Including Intel MKL, TBB and other optional components
  1. If MKL and TBB are installed correctly the path to these should have been picked up in CMake (see below), all that is required is to enable TBB by ticking MKL_WITH_TBB.

    and enable MKL by ticking HAVE_MKL.

  2. To build with SIMD optimizations enable the options shown below.

  3. To build with Eigen set EIGEN_INCLUDE_PATH to the directory you extracted the archive to.

  4. Press Configure and verify that the optional components have been selected, then proceed as above.

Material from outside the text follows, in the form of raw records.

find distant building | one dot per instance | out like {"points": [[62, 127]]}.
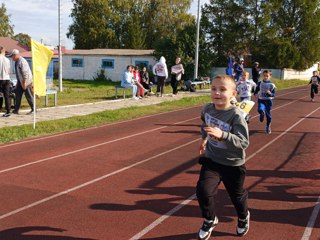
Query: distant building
{"points": [[86, 64], [11, 44]]}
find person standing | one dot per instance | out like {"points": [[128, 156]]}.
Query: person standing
{"points": [[265, 91], [256, 71], [24, 81], [314, 81], [238, 69], [224, 138], [128, 82], [5, 80], [176, 73], [245, 87], [161, 71]]}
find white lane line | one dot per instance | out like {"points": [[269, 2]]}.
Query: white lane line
{"points": [[106, 125], [88, 129], [112, 141], [178, 207], [163, 217], [92, 181], [312, 221], [92, 146]]}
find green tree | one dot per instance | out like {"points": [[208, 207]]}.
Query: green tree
{"points": [[90, 24], [121, 24], [6, 29], [23, 39], [225, 25]]}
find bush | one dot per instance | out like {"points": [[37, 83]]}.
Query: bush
{"points": [[100, 76]]}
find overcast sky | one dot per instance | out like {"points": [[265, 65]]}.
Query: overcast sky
{"points": [[39, 19]]}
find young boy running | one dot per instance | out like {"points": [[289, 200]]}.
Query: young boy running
{"points": [[224, 140], [245, 86], [265, 91], [314, 81]]}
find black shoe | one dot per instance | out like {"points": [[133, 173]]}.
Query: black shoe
{"points": [[206, 229], [243, 225], [29, 113], [268, 129], [261, 117]]}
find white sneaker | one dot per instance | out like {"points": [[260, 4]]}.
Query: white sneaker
{"points": [[207, 228], [243, 225]]}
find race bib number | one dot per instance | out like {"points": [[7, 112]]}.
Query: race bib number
{"points": [[245, 106]]}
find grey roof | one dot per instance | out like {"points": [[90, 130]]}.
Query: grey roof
{"points": [[111, 52]]}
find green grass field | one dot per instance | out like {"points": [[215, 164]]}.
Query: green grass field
{"points": [[77, 92]]}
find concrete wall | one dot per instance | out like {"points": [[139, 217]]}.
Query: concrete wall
{"points": [[92, 65], [283, 74]]}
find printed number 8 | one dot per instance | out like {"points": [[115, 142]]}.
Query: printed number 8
{"points": [[243, 105]]}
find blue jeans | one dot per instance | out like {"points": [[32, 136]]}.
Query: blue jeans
{"points": [[133, 87], [264, 107]]}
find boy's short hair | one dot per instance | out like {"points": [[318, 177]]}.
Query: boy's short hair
{"points": [[267, 71], [225, 78]]}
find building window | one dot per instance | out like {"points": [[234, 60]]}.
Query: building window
{"points": [[142, 64], [107, 63], [77, 62]]}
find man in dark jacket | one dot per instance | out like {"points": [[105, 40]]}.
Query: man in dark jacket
{"points": [[256, 71]]}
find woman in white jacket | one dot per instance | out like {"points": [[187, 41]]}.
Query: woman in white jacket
{"points": [[161, 71]]}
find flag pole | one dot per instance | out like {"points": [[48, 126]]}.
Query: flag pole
{"points": [[34, 108]]}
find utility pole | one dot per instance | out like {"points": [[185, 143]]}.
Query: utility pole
{"points": [[60, 51], [197, 44]]}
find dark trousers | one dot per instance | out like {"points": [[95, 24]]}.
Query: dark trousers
{"points": [[174, 84], [5, 86], [314, 90], [211, 175], [160, 84], [265, 106], [27, 92]]}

9 thoughts on “Build/Compile OpenCV v3.2 on Windows with CUDA 8.0 and Intel MKL+TBB

  1. Thank you for this detailed explanation. I switched from opencv 2.x to opencv 3.2 recently. I didn’t realise that the pre-built opencv 3.2 libary doesn’t include CUDA part of the code when I was downloading it, so I have build it by myself. This article has saved my life and time!

  2. Hello.
    Can you give me a OpenCV v3.2 with CUDA 8.0 compiled for Windows x86 (with the limitations, don’t matter), also if this is posible, compiled without CUDA for x86 (because official opencv distro only include binaries without CUDA for x64).
    I need a 32bits version of my app that use OpenCV, and it have the option to enable/disable CUDA on execution. Thanks a lot. I will appreciate that.

    1. Hi,

      I have uploaded 32 bit versions of OpenCV compiled without CUDA for both VS2013 and VS2015 to the downloads page.

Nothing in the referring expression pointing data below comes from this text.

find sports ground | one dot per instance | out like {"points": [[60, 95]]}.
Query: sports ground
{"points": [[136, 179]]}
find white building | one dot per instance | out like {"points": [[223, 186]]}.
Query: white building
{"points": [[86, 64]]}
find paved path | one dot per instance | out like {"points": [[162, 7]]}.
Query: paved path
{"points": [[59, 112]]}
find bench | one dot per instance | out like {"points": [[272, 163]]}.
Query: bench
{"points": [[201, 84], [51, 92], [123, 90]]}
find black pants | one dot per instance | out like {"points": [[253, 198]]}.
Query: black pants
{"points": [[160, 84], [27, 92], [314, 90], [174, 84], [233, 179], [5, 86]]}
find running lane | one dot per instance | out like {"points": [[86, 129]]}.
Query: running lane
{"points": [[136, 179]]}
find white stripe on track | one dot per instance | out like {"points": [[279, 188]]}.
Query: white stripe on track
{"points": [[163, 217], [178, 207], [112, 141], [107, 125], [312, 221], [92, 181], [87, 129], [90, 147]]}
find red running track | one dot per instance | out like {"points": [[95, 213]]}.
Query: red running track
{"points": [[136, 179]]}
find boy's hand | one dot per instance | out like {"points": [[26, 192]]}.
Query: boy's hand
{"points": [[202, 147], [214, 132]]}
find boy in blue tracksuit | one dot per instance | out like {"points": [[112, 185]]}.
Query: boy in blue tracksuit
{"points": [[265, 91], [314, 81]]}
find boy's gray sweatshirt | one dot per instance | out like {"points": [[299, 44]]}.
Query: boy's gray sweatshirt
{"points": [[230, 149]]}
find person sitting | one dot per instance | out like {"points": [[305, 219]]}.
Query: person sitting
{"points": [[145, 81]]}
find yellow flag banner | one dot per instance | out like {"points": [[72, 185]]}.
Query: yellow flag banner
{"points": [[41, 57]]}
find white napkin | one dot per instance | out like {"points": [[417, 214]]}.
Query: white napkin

      To compile a 32 bit version of OpenCV with CUDA v8.0, you would need to remove all OpenCV CUDA modules which use the CUDA NPP libraries. From a quick inspection of the output from cmake, this may be all of them. If you really need a 32 bit version of OpenCV with all the CUDA modules then I would suggest trying to compile it with CUDA v6.5, although I am not sure if this will work with OpenCV v3.2.

  3. Just wondering, will all of the above work with VS 2017 x64 compiler?
    So far getting build errors in opencv_core or opencv_world depending on whether opencv_world is enabled, with VS just casually telling me “cmd.exe exited with code 1” without any extra info really.

    1. I don’t think so. Nvidia does not list Visual Studio 2017 as one of its supported compilers for CUDA 8.0.

      I think you will have to wait until the next version of CUDA is released. If you only have VS 2017 you can try to generate a VS 2015 solution and build it in VS 2017 with the VS 2015 tool set, see this blog post. However you would then need to use the VS 2015 tool set for all projects that depend on your OpenCV build.

      1. Well yeah, but then the add-in won’t work. Just had to get myself full VS2015 IDE and use that one for now. Sad that NVIDIA is just a small company and cant afford to keep up with the updates every two months.

        Ty for the guide above. Regards.